LES ENJEUX DE NICE

 Les enjeux de Nice méritent à eux seuls une large mobilisation européenne.

 

 La Charte des droits fondamentaux.

 

 Déjà approuvée au Sommet de Biarritz, avec l’objectif d’être proclamée au Sommet de Nice, celle-ci pourrait devenir un instrument de régression sociale et démocratique, d’autant que le droit européen est censé primer sur le droit national.

 Cette Charte renie le droit au travail qui devient “ le droit de travailler et d’exercer une profession librement choisie… ”. Ainsi, les employeurs et les Etats n’ont plus d’obligations, si ce n’est de laisser chacun(e) libre de travailler…ou de survivre! C’est d’ailleurs pour cela que les auteurs de la Charte, rédigée par une “ Convention ” composée de 63 membres représentant la Commission et le parlement européens, les gouvernements et les parlements nationaux des Quinze, ont justifié l’inscription de droit de travailler dans le chapitre LIBERTE. Le texte supprime “ le droit à prestation ” : ce qui peut remettre en cause les réglementations sur les allocations de chômage. Pas d’interdiction de licenciements non plus, mais “ une protection contre tout licenciement injustifié ” ! Ce point de la Charte doit être mis en rapport avec les “ Grandes Orientations de Politiques Economiques ” (GOPE) de la Commission et du Conseil européens qui sont un rouleau compresseur sur les systèmes de protection sociale. Ces GOPE indiquaient déjà en décembre 1996: “ Pour obtenir les résultats voulus, un  élargissement de l’échelle de salaires vers le bas suppose une réduction de 20% à 30% du coût salarial des activités peu qualifiées, comme cela a été le cas par exemple aux Etats-Unis, dans les années 1970 et 1980. En outre, pour être efficace, une telle mesure nécessiterait en Europe une réduction équivalente des allocations de chômage et des prestations sociales afin d’éviter “ le piège de la pauvreté ”

 La Charte renie également le droit au revenu minimum vital, à une protection sociale et à un logement décent, tel qu’il est  pourtant inscrit dans de nombreuses constitutions et législations nationales.
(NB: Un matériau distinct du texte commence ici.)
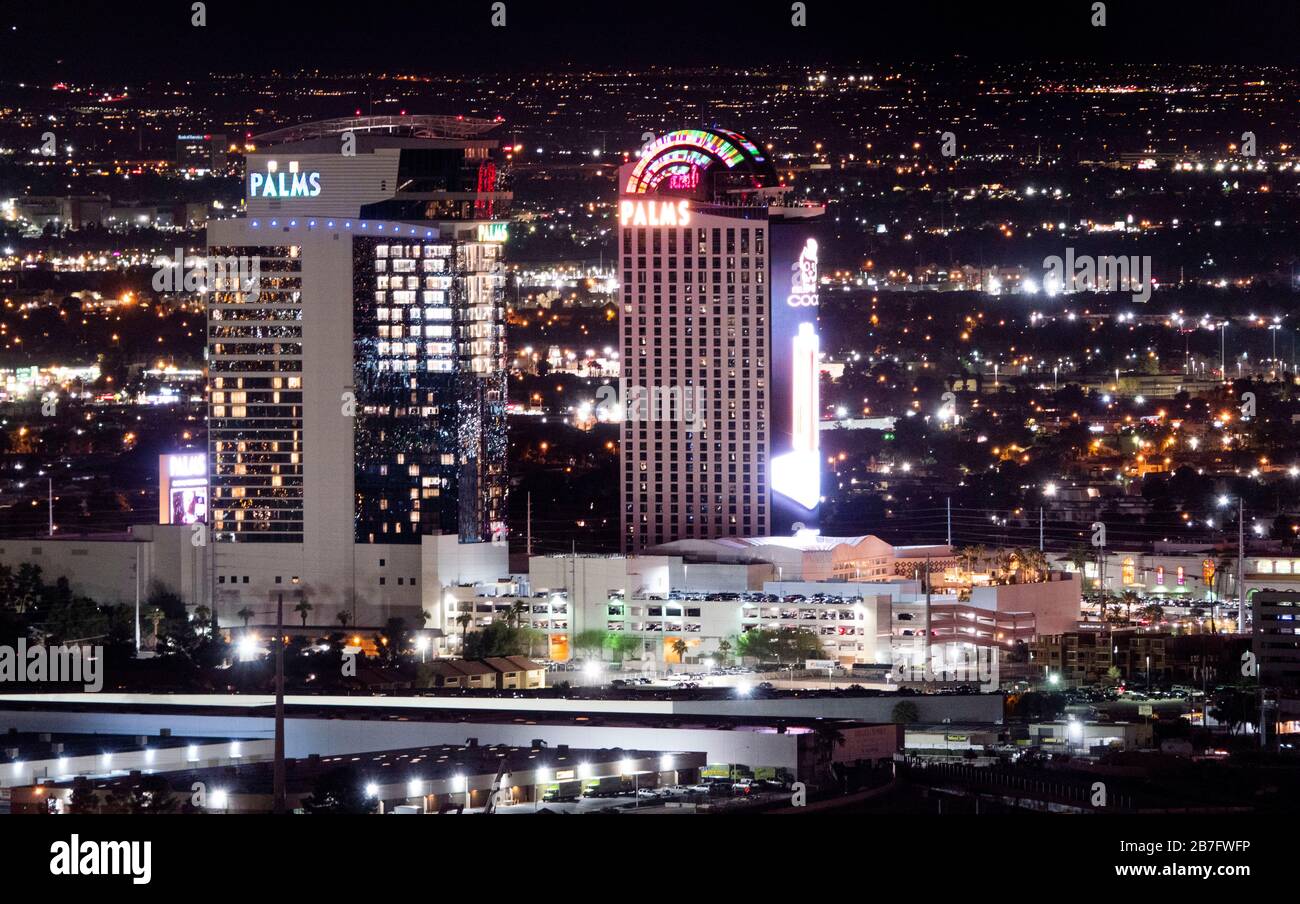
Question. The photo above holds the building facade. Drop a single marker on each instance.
(356, 349)
(696, 215)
Le texte très ambigu et pernicieux précise : “ afin de lutter contre l’exclusion sociale et la pauvreté, l’Union reconnaît et respecte le droit à une aide sociale et une aide au logement destinées à assurer une existence digne à tous ceux qui ne disposent pas de ressources suffisantes, selon les modalités établies par le droit communautaire et les législations et pratiques nationales ”. Pas question  de déterminer, au niveau européen, le seuil de revenu en dessous duquel il serait “ indécent ” de descendre dans les pays de l’UE ou encore l’obligation de programmer des logements sociaux, par exemple !
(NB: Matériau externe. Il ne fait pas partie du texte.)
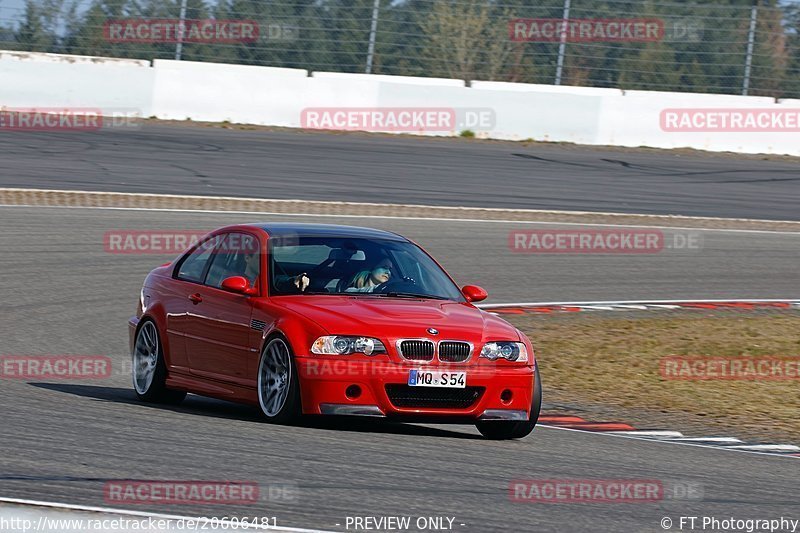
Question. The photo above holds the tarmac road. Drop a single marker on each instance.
(181, 159)
(63, 294)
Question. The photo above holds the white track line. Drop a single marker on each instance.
(110, 510)
(650, 434)
(431, 219)
(746, 449)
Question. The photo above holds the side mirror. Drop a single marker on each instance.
(473, 293)
(239, 285)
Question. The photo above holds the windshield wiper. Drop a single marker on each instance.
(395, 294)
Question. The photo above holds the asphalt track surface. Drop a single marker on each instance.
(63, 294)
(182, 159)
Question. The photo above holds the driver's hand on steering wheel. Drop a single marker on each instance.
(302, 281)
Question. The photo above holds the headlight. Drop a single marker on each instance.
(346, 345)
(512, 351)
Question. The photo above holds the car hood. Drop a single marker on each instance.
(393, 318)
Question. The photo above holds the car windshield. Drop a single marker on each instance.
(354, 266)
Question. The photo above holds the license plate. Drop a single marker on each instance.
(437, 378)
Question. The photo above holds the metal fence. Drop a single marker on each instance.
(726, 46)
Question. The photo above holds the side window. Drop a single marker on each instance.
(409, 267)
(193, 267)
(237, 255)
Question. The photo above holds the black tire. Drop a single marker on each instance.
(287, 411)
(156, 390)
(504, 430)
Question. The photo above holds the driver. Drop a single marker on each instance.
(364, 281)
(369, 280)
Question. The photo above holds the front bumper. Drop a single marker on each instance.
(328, 386)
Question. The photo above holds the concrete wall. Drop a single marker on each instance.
(181, 90)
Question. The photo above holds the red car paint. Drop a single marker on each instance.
(211, 348)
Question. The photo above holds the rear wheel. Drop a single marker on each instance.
(504, 430)
(278, 384)
(149, 368)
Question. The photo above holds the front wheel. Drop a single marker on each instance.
(149, 368)
(504, 430)
(278, 385)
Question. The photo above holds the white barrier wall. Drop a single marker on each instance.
(50, 80)
(182, 90)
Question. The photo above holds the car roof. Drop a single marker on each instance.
(280, 229)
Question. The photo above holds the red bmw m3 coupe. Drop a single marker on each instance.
(314, 319)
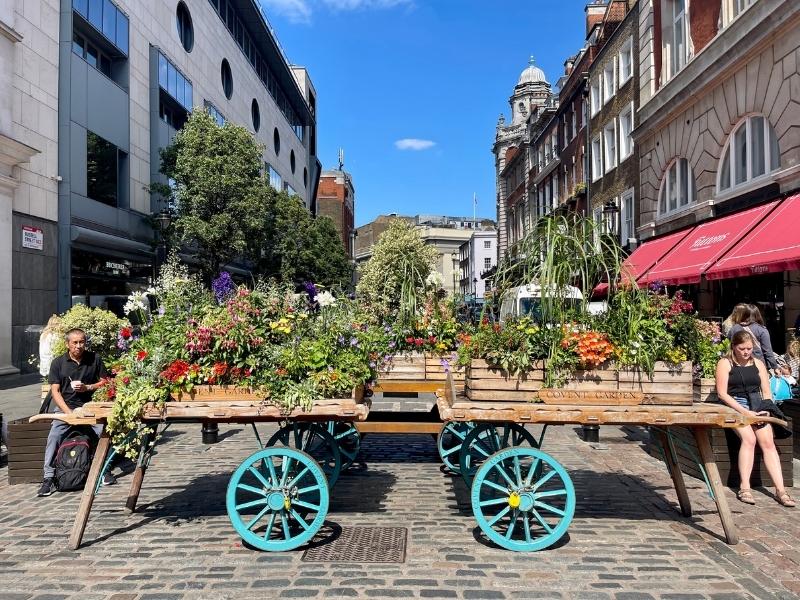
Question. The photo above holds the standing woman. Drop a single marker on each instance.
(751, 321)
(740, 374)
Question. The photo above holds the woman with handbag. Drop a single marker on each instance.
(740, 378)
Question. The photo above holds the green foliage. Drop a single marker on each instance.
(393, 281)
(101, 327)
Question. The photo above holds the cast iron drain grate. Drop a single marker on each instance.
(363, 544)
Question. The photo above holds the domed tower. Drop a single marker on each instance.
(532, 90)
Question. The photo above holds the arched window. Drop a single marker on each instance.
(677, 187)
(751, 152)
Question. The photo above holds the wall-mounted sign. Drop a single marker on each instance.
(32, 237)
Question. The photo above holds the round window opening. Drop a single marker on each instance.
(256, 114)
(227, 78)
(183, 20)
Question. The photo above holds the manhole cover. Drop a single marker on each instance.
(362, 544)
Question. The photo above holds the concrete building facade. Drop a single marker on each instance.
(336, 199)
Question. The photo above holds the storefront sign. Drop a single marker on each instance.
(32, 237)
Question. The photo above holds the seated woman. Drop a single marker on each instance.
(739, 374)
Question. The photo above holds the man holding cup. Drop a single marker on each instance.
(74, 376)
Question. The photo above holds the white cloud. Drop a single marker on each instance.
(413, 144)
(297, 11)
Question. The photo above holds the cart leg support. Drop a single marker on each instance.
(707, 456)
(87, 498)
(676, 474)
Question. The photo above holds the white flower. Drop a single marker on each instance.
(325, 299)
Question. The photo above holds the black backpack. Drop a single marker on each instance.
(73, 459)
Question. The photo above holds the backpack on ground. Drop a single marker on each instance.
(73, 459)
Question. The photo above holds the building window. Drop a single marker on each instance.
(675, 36)
(751, 152)
(597, 158)
(626, 61)
(625, 128)
(174, 83)
(215, 114)
(594, 93)
(610, 145)
(102, 170)
(106, 18)
(227, 78)
(185, 30)
(626, 216)
(255, 113)
(677, 187)
(609, 81)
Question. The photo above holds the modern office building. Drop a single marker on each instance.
(129, 74)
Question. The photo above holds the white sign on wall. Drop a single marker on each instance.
(32, 237)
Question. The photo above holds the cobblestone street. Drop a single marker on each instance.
(627, 539)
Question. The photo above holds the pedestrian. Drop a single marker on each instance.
(47, 340)
(73, 378)
(750, 320)
(740, 376)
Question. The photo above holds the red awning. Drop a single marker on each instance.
(704, 246)
(772, 246)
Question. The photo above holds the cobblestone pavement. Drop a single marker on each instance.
(627, 540)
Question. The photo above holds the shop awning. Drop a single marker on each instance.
(706, 244)
(772, 246)
(644, 257)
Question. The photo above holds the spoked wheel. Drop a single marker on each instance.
(523, 499)
(485, 439)
(449, 442)
(277, 499)
(348, 439)
(314, 440)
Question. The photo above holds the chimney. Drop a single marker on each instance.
(594, 14)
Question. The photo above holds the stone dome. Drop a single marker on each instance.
(532, 74)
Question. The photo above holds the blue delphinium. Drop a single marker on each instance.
(223, 286)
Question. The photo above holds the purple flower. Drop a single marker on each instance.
(223, 286)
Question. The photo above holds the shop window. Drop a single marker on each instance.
(750, 153)
(677, 187)
(102, 170)
(183, 20)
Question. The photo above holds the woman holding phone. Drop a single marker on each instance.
(740, 375)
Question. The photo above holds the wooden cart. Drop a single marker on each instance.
(278, 497)
(522, 498)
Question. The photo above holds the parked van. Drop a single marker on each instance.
(526, 301)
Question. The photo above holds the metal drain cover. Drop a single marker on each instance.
(363, 544)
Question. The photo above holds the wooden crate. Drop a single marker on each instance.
(26, 443)
(791, 408)
(725, 445)
(667, 385)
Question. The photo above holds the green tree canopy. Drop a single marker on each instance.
(393, 279)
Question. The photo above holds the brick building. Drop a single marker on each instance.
(336, 199)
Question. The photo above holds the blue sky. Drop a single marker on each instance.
(434, 73)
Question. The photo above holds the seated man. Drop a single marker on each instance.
(74, 376)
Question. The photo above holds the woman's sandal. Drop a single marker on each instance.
(746, 496)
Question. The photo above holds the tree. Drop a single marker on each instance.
(222, 198)
(393, 279)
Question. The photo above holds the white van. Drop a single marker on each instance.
(526, 301)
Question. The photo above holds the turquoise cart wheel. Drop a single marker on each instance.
(523, 499)
(348, 439)
(449, 442)
(277, 499)
(485, 439)
(314, 440)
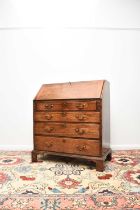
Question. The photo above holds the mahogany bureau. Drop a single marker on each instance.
(73, 119)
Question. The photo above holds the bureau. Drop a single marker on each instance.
(73, 119)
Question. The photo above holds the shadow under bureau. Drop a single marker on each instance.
(73, 119)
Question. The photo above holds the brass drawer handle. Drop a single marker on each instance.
(48, 106)
(81, 117)
(81, 148)
(79, 131)
(80, 106)
(49, 129)
(48, 145)
(49, 117)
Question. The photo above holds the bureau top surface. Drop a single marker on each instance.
(71, 90)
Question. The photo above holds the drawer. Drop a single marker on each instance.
(65, 105)
(84, 130)
(67, 145)
(67, 116)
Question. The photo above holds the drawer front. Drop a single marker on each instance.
(67, 116)
(83, 130)
(67, 145)
(65, 105)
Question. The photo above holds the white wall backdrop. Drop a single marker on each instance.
(44, 41)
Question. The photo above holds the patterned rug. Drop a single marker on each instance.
(59, 183)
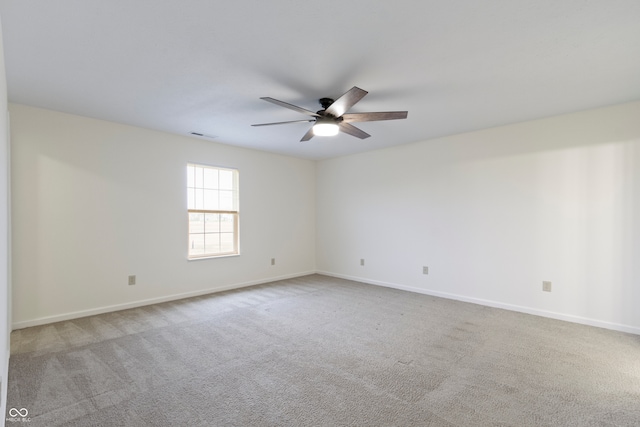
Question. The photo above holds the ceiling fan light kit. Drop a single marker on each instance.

 Les droits des femmes se résument pratiquement à  celui de “ se marier et de fonder une famille ”. Les immigrés, eux, ont le droit de ne pas être “ expulsés collectivement ”
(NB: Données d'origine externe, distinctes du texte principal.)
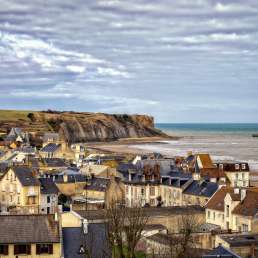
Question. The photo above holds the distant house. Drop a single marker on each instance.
(201, 166)
(29, 236)
(48, 196)
(234, 209)
(221, 252)
(237, 173)
(50, 138)
(243, 245)
(105, 190)
(18, 136)
(199, 192)
(82, 237)
(20, 191)
(51, 150)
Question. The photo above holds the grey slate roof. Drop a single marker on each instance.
(98, 184)
(221, 252)
(25, 176)
(238, 240)
(28, 229)
(51, 147)
(70, 178)
(73, 239)
(55, 162)
(201, 188)
(150, 211)
(47, 186)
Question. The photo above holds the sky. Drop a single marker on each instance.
(177, 60)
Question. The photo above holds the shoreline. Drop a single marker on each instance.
(124, 146)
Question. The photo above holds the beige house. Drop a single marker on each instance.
(142, 193)
(20, 191)
(104, 190)
(236, 173)
(244, 245)
(234, 209)
(36, 236)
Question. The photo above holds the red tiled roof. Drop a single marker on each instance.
(217, 200)
(249, 205)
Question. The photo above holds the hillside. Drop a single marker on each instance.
(80, 127)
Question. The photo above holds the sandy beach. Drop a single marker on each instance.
(127, 145)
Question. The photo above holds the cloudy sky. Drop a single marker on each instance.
(178, 60)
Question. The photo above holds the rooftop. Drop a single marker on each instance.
(238, 240)
(28, 229)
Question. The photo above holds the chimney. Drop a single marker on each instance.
(56, 217)
(236, 190)
(243, 194)
(65, 178)
(85, 226)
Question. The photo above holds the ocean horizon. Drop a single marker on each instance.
(208, 128)
(223, 141)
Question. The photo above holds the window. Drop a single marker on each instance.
(4, 249)
(22, 249)
(227, 211)
(152, 191)
(245, 228)
(152, 202)
(44, 249)
(143, 191)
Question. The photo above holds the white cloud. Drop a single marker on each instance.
(76, 68)
(112, 72)
(234, 7)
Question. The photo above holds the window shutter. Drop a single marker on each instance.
(50, 249)
(28, 251)
(37, 249)
(16, 249)
(6, 250)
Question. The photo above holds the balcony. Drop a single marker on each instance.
(31, 193)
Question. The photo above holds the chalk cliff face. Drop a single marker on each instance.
(81, 127)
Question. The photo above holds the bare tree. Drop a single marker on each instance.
(124, 228)
(181, 243)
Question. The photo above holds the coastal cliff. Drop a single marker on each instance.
(81, 127)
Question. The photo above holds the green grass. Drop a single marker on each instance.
(13, 115)
(138, 254)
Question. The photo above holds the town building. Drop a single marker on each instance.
(234, 209)
(48, 196)
(237, 173)
(20, 191)
(243, 245)
(30, 236)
 Cette Charte est en retrait sur d’autres textes internationaux, comme “ la Déclaration universelle des droits de l’homme ”, écrite en 1948, il y a plus d’un demi-siècle. En revanche, le document fait la part belle au droit de propriété et à la liberté d’entreprendre. Bref, une charte à l’image de l’Europe libérale. 

Majorité qualifiée et unanimité 

Au niveau européen, tout ce qui  concerne le marché et la monnaie se décide à coup de règlements et de directives à la majorité qualifiée, à l’exception de quelques verrous qui ont pu jusqu’à présent protéger les services publics (à condition qu’un  Etat ait la volonté et l’audace d’utiliser son veto pour cela). Mais ces verrous sont en passe de sauter. Par contre, tout ce qui concerne les normes sociales et fiscales, qui pourraient entraver la liberté des entreprises et la libre circulation  des capitaux, est soumis à l’unanimité (il suffit d’un Etat pour tout bloquer).  Il en résulte que les projets de directives sur le social et la fiscalité, adoptés à l’unanimité, sont généralement vidés de leur sens ou transformés en simples recommandations, sans obligation de transposition dans les législations nationales. 

Les documents de la Conférence Intergouvernementale, qui prépare le Traité de Nice, comportent des amendements à l’article 137 du Traité d’Amsterdam sur les dispositions sociales. Un des amendements, qui satisfait la Confédération européenne des syndicats (CES), ouvre la possibilité de décisions, à la majorité qualifiée, sur les questions sociales. 

Mais, dans la foulée, un des textes préparé par la Présidence française prévoit l’adoption d’une directive sur “ les conditions d’octroi des allocations de chômage ” Il s’agirait de définir, au niveau européen, “ les conditions de perception de rémunération, les limitations au bénéfice des allocations de chômage, ainsi que la définition de la disponibilité des chômeurs pour le marché de l’emploi ”. Si une telle directive est adoptée (il n’y aura pas de droit de veto ), les législations nationales devront être adaptées aux conditions inscrites dans la directive. Livrer à la Commission européenne, aujourd’hui ultra libérale, la possibilité de concevoir une initiative de directive sur ce sujet représente un  terrible danger pour les revenus des travailleurs qui se trouvent sans emploi. 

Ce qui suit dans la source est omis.